With all that energy, I began immediately to tackle the business of life: sort through and open the stacks of mail, clean out the inbox, empty and store the suitcases, do the laundry…in short, “catch up” with regular life. What I hadn’t seen until my 1:00 a.m. epiphany is the unacknowledged message that while I’ve been away doing what I was doing somewhere else, I’ve gotten behind at home, and once home I need to scurry to get caught up to the point that it seems I’ve never been gone.
I’ve known about this scam for years, seeing it pulled on lots of other people! I would encourage retreatants to take time off when returning from a long retreat, allowing themselves a rest after doing the hard work of letting go karma. This was proposed in opposition to conditioning’s perspective that “you’ve been on retreat vacationing and now you need to pay the price.” At the very least, I would remind departing practitioners not to get caught up in the mail. Mail--postal, e-, or voice--is conditioning’s way of tracking us down wherever we are and luring us into the distractions of society.
I know this! What fooled me completely was the combination of all those “right” feelings. I was taking care of business, loving being where I am, enjoying doing what I’m doing, being responsible—a good citizen in every way. Surely there cannot be any harm in that.
And, the answer is no there isn’t any harm in any of it. But on a very deep, subtle level there is disappointment in my failure to keep my commitment to my heart.
Truth is, I don’t want to give any of that excitement, energy, and enthusiasm to anything other than what takes care of my heart, which is practice. Is taking care of the things that support my life other than practice? No. But when there is all that energy built up from doing practice, which is what I’ve been doing for these many weeks in the form of leading workshops and retreats, I want to give that energy to deepening the intimacy of my relationship with life, not dissipate it in chores or even in what I’ve been conditioned to think of as rest.
After that energy has been given over to fueling more present, focused meditations, when being here/now has been the recipient of the excitement and enthusiasm, after silence and solitude have a chance to replace the noise of human busyness, then, and only then, will I turn attention to the activities of daily life. And, what I know from experience is that rather than the energy I returned home with being dissipated in doing “stuff,” I will return to daily life rested, rejuvenated, inspired, and ready to participate fully in whatever life has next in store for me. That’s what practice gives to me. But only when I give myself to it.
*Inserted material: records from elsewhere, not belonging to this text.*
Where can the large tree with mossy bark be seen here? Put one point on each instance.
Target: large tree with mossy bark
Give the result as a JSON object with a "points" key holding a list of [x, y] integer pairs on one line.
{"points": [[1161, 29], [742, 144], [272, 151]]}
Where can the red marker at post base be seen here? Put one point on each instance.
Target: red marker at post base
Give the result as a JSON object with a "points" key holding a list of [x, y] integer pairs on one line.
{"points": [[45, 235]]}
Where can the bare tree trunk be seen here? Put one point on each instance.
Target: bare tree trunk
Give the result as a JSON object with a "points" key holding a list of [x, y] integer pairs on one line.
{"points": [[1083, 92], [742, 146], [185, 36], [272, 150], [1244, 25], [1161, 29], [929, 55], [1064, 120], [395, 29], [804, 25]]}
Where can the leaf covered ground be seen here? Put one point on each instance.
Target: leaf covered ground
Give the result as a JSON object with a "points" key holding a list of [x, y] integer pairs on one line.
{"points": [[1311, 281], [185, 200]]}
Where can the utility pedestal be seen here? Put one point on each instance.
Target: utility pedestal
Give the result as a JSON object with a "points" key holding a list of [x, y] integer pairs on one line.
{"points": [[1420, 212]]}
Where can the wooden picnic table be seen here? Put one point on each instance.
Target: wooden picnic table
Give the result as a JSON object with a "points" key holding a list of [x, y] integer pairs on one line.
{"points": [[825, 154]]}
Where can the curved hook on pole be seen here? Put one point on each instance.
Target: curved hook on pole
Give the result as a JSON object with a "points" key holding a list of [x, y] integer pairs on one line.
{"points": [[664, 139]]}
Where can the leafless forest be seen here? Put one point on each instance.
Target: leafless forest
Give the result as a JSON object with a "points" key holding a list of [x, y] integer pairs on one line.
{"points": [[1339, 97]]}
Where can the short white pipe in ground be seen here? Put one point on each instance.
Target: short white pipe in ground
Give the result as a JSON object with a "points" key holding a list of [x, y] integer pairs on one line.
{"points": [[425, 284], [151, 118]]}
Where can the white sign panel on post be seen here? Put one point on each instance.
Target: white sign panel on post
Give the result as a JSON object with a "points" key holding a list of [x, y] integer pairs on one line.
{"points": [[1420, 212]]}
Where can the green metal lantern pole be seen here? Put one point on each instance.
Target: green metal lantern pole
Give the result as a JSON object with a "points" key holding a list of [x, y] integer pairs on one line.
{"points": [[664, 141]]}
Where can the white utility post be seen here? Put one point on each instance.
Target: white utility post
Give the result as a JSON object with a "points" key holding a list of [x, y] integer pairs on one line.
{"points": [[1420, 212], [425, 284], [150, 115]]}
*On the last leg of this journey I did apply one of the practice tools I’m most fond of to great effect. Clearly the insect population at the last retreat had been left to their own company too long. The welcoming celebration for my arrival was truly impressive. In a matter of moments, just about every part of my body—they are not slowed at all by clothing—was covered with red, swelling, itching welts. I decided that each time I was aware of one of those welts itching, I would use it as a reminder to turn my attention to the life experience I choose to have. Blessedly it works and the result was lots of reminders and lots of good practice!